Alguna parte del corazón quisiera tener libre de sentimiento, por dolerme de ti según yo debiera y tú merecías. Pero ya tú ves en mi tribulación que no tengo poder para sentir otro mal sino el mío. Pídote que tomes por satisfacción, no lo que hago, mas lo que deseo. Tu venida aquí yo la causé. El que viste traer preso yo soy, y con la tribulación que tienes no has podido conocerme. Torna en ti tu reposo, sosiega tu juicio, porque estés atento a lo que te quiero decir: tu venida fue por remediarme, mi habla será por darte consuelo, puesto que yo de él sepa poco. Quién yo soy quiero decirte, de los misterios que ves quiero informarte, la causa de mi prisión quiero que sepas, que me liberes quiero pedirte, si por bien lo tuvieres. Tú sabrás que yo soy Leriano, hijo del duque Guersio, que Dios perdone, y de la duquesa Coleria. Mi naturaleza es este reino donde estás, llamado Macedonia. Ordenó mi ventura que me enamorase de Laureola, hija del rey Gaulo, que ahora reina, pensamiento que yo debiera antes huir que buscar. Pero como los primeros movimientos no se pueden en los hombres excusar, en lugar de desviarlos con la razón confirmelos con la voluntad, y así de Amor me vencí, que me trajo a esta su casa, la cual se llama Cárcel de Amor. Y como nunca perdona, viendo desplegadas las velas de mi deseo, púsome en el estado que ves. Y porque puedas notar mejor su fundamento y todo lo que has visto, debes saber que aquella piedra sobre quien la prisión está fundada es mi Fe, que determinó de sufrir el dolor de su pena por bien de su mal. Los cuatro pilares que asientan sobre ella son mi Entendimiento, mi Razón, mi Memoria y mi Voluntad, los cuales mandó Amor aparecer en su presencia antes que me sentenciase; y por hacer de mí justa justicia preguntó por sí a cada uno si consentía que me prendiesen, porque si alguno no consintiese me absolvería de la pena. A lo cual respondieron todos en esta manera:

Dijo el Entendimiento: «Yo consiento al mal de la pena por el bien de la causa, de cuya razón es mi voto que se prenda».

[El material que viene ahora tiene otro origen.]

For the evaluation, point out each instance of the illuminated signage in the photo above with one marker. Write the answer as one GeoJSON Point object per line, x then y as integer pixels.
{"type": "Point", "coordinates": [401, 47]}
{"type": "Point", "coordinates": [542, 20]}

Dijo la Razón: «Yo no solamente doy consentimiento en la prisión, más ordeno que muera, que mejor le estará la dichosa muerte que la desesperada vida, según por quien se ha de sufrir».

Dijo la Memoria: «Pues el Entendimiento y la Razón consienten, porque sin morir no pueda ser libre, yo prometo de nunca olvidar».

Dijo la Voluntad: «Pues que así es, yo quiero ser llave de su prisión y determino de siempre querer».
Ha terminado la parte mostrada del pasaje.